# Missing Erie Fisherman



## swantucky (Dec 21, 2004)

I almost find it hard to believe but there is a guy missing out of Brest Bay since yesderday. He left at 5am yesderday alone on a snowmobile, and has not been heard from since. The complete story is on www.wtol.com. What an unnesscesary loss.


----------



## STRONGPERSUADER (Nov 5, 2006)

Some years back there was an Erie ice Guide, Richard Martin wrote about him numerous times in his articals he wrote for Ohio Fisherman magazine. The same thing happened to him from what i understand, went out on the lake or was coming home one evening from ice fishing on his snowmobile and just vanished. Apparantly he was known very well around the Islands. A terrible loss also. I would imagine that if there is open water and your going pretty good that it would be hard to see under many conditions. Terrible.


----------



## freyedknot (Apr 10, 2004)

those snowmobiles will run for a long distance over open water as long as you keep it fast.


----------



## swantucky (Dec 21, 2004)

They have called off the search. They found a cooler and I believe a helmet. What a shame.


----------



## hearttxp (Dec 21, 2004)

STRONGPERSUADER said:


> Some years back there was an Erie ice Guide, Richard Martin wrote about him numerous times in his articals he wrote for Ohio Fisherman magazine.
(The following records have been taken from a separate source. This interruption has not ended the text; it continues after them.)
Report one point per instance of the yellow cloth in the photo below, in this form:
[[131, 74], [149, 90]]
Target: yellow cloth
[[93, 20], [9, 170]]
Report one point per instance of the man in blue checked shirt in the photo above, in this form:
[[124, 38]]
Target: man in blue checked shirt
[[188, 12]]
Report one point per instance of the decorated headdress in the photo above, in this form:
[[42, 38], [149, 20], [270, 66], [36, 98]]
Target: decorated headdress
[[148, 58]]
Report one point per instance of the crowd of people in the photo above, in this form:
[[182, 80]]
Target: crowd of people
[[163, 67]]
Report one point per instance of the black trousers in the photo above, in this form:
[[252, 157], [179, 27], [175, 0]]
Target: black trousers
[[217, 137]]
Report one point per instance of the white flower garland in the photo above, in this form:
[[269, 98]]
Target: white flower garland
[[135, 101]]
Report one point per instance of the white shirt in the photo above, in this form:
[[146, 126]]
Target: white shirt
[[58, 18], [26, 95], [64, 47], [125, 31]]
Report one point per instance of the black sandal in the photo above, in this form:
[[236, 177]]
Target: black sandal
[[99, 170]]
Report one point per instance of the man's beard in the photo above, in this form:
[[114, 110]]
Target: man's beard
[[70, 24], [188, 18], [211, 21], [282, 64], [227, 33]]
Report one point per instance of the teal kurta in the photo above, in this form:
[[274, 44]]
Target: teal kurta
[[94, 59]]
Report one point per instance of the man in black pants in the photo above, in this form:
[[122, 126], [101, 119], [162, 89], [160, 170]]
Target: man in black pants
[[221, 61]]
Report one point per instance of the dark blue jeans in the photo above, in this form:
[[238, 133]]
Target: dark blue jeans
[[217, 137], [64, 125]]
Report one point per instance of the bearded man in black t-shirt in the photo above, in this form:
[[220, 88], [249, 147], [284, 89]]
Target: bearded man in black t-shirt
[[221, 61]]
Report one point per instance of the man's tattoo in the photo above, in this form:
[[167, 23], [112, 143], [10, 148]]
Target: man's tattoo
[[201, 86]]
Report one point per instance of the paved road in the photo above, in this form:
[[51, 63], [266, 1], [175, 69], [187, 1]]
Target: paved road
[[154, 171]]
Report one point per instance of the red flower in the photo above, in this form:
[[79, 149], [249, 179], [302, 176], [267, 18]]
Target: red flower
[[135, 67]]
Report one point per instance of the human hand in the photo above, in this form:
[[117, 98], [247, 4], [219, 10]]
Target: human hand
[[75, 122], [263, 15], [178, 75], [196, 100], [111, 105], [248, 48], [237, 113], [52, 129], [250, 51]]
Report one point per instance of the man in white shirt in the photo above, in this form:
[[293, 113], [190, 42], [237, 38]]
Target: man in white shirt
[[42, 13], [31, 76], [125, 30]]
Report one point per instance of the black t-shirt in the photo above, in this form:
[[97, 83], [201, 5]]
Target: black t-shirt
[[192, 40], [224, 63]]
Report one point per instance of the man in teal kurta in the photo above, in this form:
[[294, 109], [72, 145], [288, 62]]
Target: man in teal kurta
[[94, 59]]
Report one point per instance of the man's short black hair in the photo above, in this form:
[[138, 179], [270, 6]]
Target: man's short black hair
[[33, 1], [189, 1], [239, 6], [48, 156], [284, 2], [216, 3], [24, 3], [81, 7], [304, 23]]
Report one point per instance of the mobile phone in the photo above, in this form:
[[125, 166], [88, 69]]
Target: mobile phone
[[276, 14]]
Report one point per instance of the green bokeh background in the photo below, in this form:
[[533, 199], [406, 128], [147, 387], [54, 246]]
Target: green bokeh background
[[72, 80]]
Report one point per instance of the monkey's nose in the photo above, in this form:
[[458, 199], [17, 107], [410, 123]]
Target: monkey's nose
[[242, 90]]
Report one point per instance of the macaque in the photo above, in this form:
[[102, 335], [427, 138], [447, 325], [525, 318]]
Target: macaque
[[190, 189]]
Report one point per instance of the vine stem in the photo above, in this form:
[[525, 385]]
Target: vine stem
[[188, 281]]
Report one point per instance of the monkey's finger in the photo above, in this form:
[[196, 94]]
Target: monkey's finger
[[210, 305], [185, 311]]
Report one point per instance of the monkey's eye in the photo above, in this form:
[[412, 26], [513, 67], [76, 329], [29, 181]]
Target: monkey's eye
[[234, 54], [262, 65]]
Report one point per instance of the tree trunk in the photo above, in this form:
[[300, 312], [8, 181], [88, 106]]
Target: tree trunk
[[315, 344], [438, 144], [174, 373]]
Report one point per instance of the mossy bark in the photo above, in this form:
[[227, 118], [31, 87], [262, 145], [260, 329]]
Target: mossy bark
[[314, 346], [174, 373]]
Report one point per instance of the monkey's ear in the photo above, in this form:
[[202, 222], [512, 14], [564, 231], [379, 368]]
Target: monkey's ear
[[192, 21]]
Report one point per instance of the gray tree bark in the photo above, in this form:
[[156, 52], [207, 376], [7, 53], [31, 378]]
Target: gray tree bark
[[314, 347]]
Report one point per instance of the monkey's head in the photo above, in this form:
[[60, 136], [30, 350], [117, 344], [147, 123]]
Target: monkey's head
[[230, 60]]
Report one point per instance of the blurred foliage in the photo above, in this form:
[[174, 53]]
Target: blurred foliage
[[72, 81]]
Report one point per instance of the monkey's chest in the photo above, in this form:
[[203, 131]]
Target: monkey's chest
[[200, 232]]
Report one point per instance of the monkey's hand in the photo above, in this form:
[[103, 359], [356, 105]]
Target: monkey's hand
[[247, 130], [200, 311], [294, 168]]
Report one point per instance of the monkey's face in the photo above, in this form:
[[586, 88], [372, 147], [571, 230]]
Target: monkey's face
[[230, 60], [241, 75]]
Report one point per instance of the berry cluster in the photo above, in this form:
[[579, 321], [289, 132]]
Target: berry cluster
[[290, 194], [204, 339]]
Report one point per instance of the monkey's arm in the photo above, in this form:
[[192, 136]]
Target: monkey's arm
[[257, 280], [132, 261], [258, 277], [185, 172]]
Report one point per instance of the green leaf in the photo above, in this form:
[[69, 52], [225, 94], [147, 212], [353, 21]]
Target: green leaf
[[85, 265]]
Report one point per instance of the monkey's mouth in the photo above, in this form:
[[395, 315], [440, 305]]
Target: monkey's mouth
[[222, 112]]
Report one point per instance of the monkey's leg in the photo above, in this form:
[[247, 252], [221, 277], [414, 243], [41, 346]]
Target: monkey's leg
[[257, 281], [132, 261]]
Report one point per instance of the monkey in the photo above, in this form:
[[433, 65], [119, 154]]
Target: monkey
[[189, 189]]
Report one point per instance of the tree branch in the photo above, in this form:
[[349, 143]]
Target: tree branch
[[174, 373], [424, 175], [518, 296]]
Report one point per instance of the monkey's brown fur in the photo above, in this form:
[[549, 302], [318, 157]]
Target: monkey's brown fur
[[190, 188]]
The same thing happened to him from what i understand, went out on the lake or was coming home one evening from ice fishing on his snowmobile and just vanished. Apparantly he was known very well around the Islands. A terrible loss also. I would imagine that if there is open water and your going pretty good that it would be hard to see under many conditions. Terrible.


Are you talking about Mike Massie ? He went in off East Point on South Bass with his snowmobile. What a shame. Way to young to Die. I've fished with his brother for a few years.


----------



## KaGee (Sep 8, 2006)

This is from the article:


> "The ice is deteriorating and has been for a week now," said Dave Pariseau of Coast Guard Station Toledo. "We've had southwest winds, southeast winds pushing, blowing ice out of the Maumee River, out into Lake Erie and it comes here into Brest Bay."
> 
> The Coast Guard rescuers even had problems, falling through the melting ice. They were not hurt, but the warning is, anyone else could be. "Lake Erie is a very mysterious and dangerous lake as it is, even in the middle of wintertime there could be openings," said Capt. Maryanne Ortman of the Monroe County Dive and Rescue team. * "It's dangerous when it is cold out but once it gets to this time of year, we need to be done fishing now. I'm an avid outdoors person as well but it's not worth it."*


 So sad. The dude had MS and wanted just one more day of ice fishing.


----------



## STRONGPERSUADER (Nov 5, 2006)

Yes thats him Heart, big loss man.


----------



## hearttxp (Dec 21, 2004)

When I meet Mike's brother Jim Massie And found out that he lost his brother to a ice fishing accident. I found it hard to believe that he could still have the passion to get back out on the ice again. I did learn from Jim that he said his brother made a mistake and that is what cost him his life. And that is one thing that I learned from Jimmy that you have to be careful when you are out on the ice. No Mistakes !!! Because we all know what can happen !! Enough said Can't wait til next season !


----------